4. A substance as defined in claim 1 for use as an adjuvant.

5. A substance as defined in claim 1 for use as an inhibitor for toxin-induced diarrhoea.

6. A substance according to any one of the preceding claims wherein the substance additionally comprises an antigen or an antigenic determinant.

7. A pharmaceutical composition comprising the substance according to any one of claims 1 to 6, optionally admixed with one or more pharmaceutically acceptable carrier(s), diluent(s) or excipient(s).

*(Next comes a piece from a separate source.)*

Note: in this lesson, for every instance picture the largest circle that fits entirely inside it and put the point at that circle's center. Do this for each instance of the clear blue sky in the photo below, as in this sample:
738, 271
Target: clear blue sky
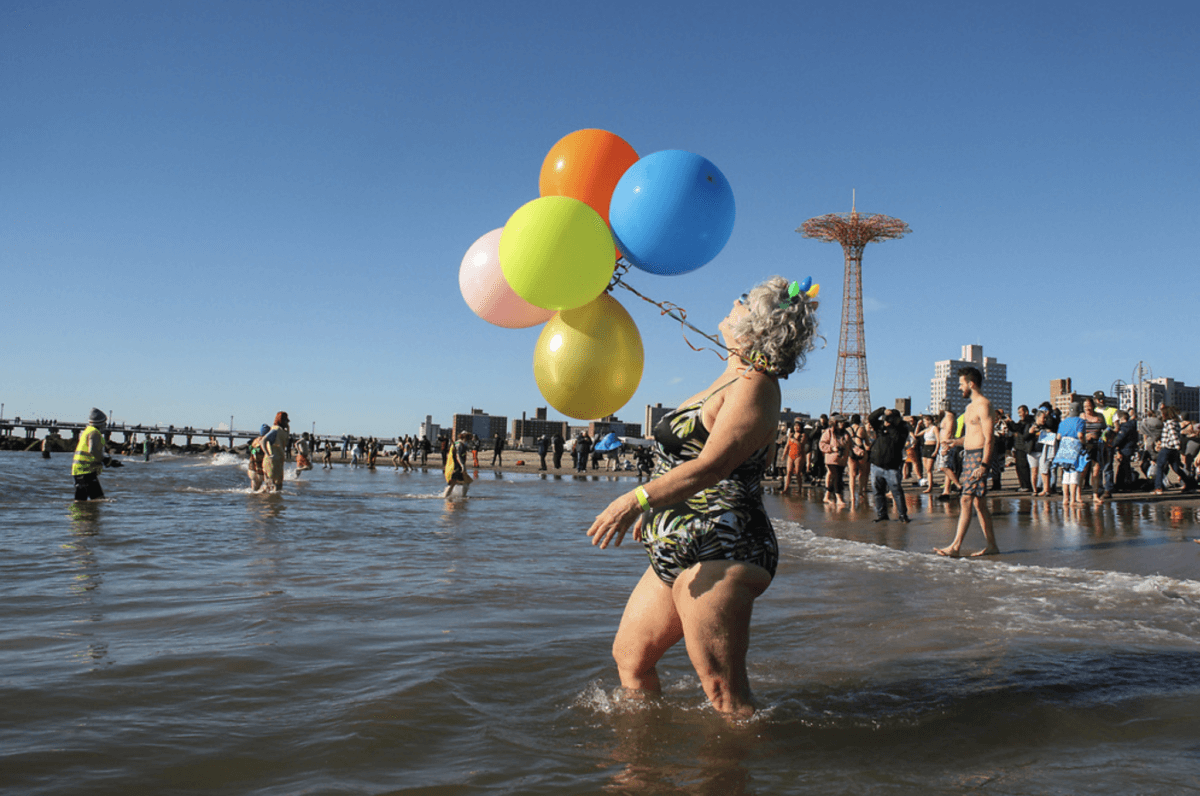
233, 208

8. Use of a substance as defined in any one of claims 1 to 7 for use in the manufacture of a medicament that is capable of treating and/or preventing and/or modulating a disease and/or condition associated with an immune disorder and/or a toxin induced diarrhoea disease.

9. An assay method for determining one or more agents that are capable of interacting with and or affecting the substance according to any one of claims 1 to 7; wherein the assay comprises contacting the substance with an agent to be tested, and then determining whether or not the agent affects the substance.

10. An agent identified by the assay method according to claim 9.

11. A method of treatment, comprising administering to a subject in need of treatment of and/or prevention of and/or modulation of a disease and/or condition associated with an immune disorder and/or a toxin mediated disorder a substance as defined in any one of claims 1 to 7.